With Perpetual Prompt, the leader offers a verbal phrase. Participants write a series of sentences, each beginning with the prompt phrase and completed with something different.

Effective prompts can be related to personal history, identity, or — inspired by a particular artistic goal — particpants’ relationship to a particular person, place or idea. Examples of effective prompts for this activity are “On the day that I was born…” “I miss the sound of …” “Some days I wish…” “My heart beat faster when…”

A classic example and highly recommended prompt for this exercise is the phrase “I come from…”: If you are sum of all your experiences, you can “come from” a vast variety of places, people and things. Therefore, sentences can be completed with stories and images that are either immediate or deeply rooted:

  • I come from a heavy hotel breakfast of French toast and sausage.

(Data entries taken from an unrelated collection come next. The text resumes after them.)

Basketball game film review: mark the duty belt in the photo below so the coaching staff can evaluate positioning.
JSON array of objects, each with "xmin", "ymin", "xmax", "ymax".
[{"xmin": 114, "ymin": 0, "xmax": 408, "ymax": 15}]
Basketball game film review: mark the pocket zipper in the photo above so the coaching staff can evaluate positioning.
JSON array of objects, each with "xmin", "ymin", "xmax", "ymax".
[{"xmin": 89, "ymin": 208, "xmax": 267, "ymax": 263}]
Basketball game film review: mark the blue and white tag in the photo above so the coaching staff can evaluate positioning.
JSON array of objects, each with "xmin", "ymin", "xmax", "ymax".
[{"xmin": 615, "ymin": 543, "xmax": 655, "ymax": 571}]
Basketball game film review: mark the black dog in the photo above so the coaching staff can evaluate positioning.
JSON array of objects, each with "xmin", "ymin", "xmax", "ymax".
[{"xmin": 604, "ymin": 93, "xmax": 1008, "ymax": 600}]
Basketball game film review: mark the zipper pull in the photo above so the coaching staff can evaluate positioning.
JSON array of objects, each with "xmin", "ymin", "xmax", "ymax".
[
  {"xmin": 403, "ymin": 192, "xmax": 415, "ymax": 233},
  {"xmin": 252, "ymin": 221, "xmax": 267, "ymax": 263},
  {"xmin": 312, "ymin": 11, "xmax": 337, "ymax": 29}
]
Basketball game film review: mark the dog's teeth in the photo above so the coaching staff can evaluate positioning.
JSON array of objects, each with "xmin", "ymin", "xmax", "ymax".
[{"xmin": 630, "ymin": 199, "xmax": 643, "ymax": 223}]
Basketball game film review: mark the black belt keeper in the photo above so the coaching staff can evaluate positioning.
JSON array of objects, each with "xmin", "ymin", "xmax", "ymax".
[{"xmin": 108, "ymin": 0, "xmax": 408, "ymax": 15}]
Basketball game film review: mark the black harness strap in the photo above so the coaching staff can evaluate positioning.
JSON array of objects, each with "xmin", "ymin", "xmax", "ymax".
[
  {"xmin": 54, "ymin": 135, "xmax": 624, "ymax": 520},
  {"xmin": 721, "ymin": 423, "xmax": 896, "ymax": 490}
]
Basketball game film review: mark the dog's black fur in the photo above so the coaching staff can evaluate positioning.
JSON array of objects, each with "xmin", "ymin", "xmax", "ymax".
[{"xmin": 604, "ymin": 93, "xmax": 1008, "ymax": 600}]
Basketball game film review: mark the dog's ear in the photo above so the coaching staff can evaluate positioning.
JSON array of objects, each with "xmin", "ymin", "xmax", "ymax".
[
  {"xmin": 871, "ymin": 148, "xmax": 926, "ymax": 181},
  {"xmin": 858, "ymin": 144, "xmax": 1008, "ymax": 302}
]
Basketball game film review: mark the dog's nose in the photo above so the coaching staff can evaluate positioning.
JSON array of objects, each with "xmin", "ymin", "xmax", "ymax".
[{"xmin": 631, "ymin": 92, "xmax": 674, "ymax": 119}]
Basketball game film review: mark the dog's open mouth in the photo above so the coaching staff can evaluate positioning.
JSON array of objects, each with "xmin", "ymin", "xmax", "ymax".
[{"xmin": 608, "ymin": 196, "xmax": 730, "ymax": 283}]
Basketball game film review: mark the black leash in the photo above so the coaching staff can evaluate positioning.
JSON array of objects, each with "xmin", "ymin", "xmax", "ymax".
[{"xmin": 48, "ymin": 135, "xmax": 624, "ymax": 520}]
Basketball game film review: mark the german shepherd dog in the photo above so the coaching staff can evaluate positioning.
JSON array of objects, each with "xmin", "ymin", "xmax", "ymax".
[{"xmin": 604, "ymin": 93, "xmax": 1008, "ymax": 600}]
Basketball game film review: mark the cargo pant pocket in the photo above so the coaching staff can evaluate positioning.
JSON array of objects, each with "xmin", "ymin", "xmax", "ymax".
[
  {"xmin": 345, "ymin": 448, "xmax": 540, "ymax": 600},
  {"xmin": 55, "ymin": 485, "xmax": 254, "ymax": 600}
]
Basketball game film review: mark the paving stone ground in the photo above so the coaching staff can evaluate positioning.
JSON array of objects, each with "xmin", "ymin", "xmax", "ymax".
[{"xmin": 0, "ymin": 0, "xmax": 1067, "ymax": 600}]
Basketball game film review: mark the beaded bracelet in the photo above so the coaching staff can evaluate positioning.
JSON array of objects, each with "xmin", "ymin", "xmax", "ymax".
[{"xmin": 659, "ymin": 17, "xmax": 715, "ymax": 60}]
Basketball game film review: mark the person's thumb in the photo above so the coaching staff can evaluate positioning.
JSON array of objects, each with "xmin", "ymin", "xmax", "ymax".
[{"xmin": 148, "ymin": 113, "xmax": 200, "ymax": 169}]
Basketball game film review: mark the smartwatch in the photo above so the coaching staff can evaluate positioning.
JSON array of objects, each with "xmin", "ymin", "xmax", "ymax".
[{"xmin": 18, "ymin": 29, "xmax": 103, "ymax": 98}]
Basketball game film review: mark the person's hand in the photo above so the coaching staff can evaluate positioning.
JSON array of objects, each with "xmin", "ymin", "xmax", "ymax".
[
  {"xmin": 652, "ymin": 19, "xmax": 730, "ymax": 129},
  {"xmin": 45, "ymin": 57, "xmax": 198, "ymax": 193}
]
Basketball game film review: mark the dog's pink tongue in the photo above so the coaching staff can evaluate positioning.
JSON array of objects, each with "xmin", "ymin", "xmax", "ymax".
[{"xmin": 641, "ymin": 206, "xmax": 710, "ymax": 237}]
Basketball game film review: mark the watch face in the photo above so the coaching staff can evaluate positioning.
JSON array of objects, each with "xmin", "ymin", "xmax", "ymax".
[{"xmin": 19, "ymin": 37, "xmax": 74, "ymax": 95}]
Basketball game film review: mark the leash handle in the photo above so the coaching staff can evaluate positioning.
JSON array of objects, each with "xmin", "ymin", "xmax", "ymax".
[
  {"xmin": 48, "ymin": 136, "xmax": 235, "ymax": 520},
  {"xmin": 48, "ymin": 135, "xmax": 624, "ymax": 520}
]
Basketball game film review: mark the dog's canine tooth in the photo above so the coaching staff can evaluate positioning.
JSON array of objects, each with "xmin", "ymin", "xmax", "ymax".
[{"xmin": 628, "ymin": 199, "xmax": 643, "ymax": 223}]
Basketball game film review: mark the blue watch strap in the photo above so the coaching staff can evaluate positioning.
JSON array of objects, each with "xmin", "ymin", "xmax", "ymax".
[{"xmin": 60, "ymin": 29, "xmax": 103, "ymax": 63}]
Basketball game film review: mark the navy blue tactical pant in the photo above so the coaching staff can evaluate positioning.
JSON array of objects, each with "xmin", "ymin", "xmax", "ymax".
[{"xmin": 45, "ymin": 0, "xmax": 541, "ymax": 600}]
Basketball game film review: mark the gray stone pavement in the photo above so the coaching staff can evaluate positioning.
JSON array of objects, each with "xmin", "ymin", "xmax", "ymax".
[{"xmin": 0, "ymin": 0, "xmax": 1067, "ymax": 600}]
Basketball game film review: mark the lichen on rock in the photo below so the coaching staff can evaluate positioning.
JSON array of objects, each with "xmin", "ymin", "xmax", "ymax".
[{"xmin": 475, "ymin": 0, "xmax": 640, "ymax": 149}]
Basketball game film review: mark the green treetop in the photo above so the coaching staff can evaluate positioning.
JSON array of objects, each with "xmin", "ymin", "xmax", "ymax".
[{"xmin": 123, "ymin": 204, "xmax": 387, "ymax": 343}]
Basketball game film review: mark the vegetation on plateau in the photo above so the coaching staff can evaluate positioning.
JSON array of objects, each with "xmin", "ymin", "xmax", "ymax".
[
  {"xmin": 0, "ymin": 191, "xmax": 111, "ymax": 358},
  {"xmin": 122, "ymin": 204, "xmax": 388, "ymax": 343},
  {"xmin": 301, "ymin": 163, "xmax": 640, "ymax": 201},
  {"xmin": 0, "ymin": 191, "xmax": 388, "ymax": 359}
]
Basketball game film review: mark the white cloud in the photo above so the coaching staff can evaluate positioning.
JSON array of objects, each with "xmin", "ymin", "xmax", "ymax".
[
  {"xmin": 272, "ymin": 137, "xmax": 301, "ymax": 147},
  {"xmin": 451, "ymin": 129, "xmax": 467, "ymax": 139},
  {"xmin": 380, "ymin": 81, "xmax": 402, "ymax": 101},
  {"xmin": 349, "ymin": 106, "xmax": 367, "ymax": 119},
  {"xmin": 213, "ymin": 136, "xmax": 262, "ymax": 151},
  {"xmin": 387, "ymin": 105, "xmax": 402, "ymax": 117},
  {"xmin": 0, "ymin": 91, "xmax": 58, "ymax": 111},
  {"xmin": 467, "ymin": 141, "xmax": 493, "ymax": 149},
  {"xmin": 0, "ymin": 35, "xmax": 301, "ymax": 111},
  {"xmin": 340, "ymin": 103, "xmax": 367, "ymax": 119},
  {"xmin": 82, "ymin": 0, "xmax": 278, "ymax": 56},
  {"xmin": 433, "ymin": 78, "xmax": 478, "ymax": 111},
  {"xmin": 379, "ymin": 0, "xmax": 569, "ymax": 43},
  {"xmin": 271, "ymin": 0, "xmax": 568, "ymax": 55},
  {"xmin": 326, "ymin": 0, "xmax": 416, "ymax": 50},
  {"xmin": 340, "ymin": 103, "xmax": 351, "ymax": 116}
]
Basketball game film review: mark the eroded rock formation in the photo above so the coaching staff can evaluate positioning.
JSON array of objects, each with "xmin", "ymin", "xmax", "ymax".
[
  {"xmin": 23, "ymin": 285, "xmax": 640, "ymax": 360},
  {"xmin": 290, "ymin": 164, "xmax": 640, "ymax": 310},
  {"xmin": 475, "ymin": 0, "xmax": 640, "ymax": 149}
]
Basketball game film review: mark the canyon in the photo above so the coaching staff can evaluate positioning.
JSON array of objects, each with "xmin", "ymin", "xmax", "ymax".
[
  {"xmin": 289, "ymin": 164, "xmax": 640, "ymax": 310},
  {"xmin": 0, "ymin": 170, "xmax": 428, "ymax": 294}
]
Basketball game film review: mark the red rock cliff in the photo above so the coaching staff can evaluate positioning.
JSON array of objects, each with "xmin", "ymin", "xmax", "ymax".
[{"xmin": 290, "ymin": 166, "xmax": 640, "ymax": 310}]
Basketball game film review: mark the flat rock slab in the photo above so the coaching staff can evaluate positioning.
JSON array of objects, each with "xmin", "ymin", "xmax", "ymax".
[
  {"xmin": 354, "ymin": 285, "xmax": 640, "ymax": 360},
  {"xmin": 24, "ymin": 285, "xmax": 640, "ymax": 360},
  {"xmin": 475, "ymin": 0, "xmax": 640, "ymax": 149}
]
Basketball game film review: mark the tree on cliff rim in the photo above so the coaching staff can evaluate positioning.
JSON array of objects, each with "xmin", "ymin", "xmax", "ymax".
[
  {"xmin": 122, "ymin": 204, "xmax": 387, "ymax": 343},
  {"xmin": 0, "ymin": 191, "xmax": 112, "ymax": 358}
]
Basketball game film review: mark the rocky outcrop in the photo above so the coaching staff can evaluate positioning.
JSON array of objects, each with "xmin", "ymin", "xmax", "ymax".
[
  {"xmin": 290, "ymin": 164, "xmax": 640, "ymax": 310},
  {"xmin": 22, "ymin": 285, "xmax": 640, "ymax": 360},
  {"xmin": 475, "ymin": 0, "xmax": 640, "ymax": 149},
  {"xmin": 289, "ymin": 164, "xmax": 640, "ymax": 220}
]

  • I come from Minnesota.

  • I come from the march on Washington.

  • I come from frozen lakes defrosting in April showers.

  • I come from my grandmother, a little girl who hid under the floorboards.

Set a fixed time (three to five minutes is plenty). Offer examples like those above. Tell participants keep writing the prompt phrase followed by whatever comes to mind, keeping pen to paper for the entire time. If they draw a momentary blank they can write “I don’t know what to write” until the next idea comes to them.

When the allotted time is up, ask participants to put down their pens. When everyone is finished have each participant read one or two examples, reminding participants that they are in charge of what they choose to share. In larger groups, have participants in pairs read a few examples to one another; then ask the group for any strong images that may have stood out in the exchanges.

Choose images or ideas from the completed writing, and draw movement ideas from the group. This can be done a variety of ways: Spontaneous Gesture, Movement Metaphors, Equivalents. Then apply Build-a-Phrase to structure a short dance.


APPLICATIONS

Perpetual Prompt can be an early step in a choreographic project engaging community members. With the “I come from” prompt it can be used at the start of a meeting to quickly acquaint members of a group to one another. Story material for a variety of outcomes can be developed from the phrases that the exercise elicits.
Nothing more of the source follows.